In a struggle to close the capability gap, many companies are trying to determine if there are better ways to bring newcomers up to speed quickly on new technology.
Inevitably the idea of social learning is up for discussion again. That is the concept that people learn by watching each other based on observation and socialization.
In today’s workplace, for example, it would be exemplified by a leader who wishes to have all of his or her employees constantly learning. To send a message about the importance of continuous education and encourage employees to encompass it, the leader would be observed to be constantly taking courses, doing research to gather valuable information, and studying.
The other employees would theoretically start to imitate the leader, and would start to take more courses and learn more skills themselves.
In another example of social or observational learning, a new worker who needs to be taught a manufacturing process would sit beside a veteran worker for a period of time, watching what they are doing and asking questions as needed.

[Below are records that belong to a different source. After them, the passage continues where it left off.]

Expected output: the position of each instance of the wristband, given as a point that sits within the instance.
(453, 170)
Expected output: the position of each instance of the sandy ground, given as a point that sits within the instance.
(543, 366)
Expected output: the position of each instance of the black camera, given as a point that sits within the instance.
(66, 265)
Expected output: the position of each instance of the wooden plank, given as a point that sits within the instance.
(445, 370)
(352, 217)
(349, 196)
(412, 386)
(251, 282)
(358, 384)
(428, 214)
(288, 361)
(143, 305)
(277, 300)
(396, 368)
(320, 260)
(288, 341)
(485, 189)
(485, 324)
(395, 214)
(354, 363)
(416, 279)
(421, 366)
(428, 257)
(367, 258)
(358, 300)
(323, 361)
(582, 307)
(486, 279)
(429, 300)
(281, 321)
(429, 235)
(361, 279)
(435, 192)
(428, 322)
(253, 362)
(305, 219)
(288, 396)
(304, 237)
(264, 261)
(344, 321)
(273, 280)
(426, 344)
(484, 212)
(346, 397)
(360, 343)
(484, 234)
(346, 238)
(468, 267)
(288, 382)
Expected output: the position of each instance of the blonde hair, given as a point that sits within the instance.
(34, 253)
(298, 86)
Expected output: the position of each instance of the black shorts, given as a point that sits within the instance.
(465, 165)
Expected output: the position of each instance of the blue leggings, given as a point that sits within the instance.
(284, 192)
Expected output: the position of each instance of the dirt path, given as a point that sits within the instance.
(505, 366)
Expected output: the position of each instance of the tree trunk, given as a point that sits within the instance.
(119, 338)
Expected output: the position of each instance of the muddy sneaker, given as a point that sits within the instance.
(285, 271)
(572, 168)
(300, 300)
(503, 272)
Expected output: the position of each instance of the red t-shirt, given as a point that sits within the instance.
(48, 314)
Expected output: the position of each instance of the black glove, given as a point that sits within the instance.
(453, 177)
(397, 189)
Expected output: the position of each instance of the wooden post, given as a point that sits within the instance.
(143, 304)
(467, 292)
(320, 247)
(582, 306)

The concept of social learning was popular in the 1960s, especially after a series of experiments, conducted by Albert Bandura, received media coverage. Bandura was a psychologist at Stanford University who studied children’s responses and behavior after they watched an adult be aggressive towards a Bobo doll.
In case you’ve forgotten your ’60s culture, a Bobo doll was an inflatable five foot tall plastic toy that was often painted like a clown. Because it was weighted at the bottom, if you hit it, it would fall over and then quickly bounce right up.
Bandura knew that we learn by watching others, but in these experiments, he proved that not only do we learn how to do skills by watching, we also learn how to behave depending on whether the person we are watching is rewarded or punished for certain behaviors.
He coined the term “observational learning” or social learning.
While the concept of social learning, which is essentially picking up skills by watching someone else perform them, is as old as time, new ways to bring it into the workplace are sparking modern discussions.
For example, can informal learning extend beyond watching what colleagues are doing and extend to gaining knowledge by reading company blogs, participating and reading comments in office discussion forums online, watching videos and participating in a company’s social networks?
More and more human resources departments believe the answer is yes. Increasingly it is shown that companies and organizations that encourage social learning technology have more engaged employees interested in their own development.
Overall, it promotes a culture of continuous learning and training.
As with all learning programs, however, it is important to figure out your objective if you decide to foster a learning environment using the informal approach. Tailor your program to the objectives that meet your corporate goals.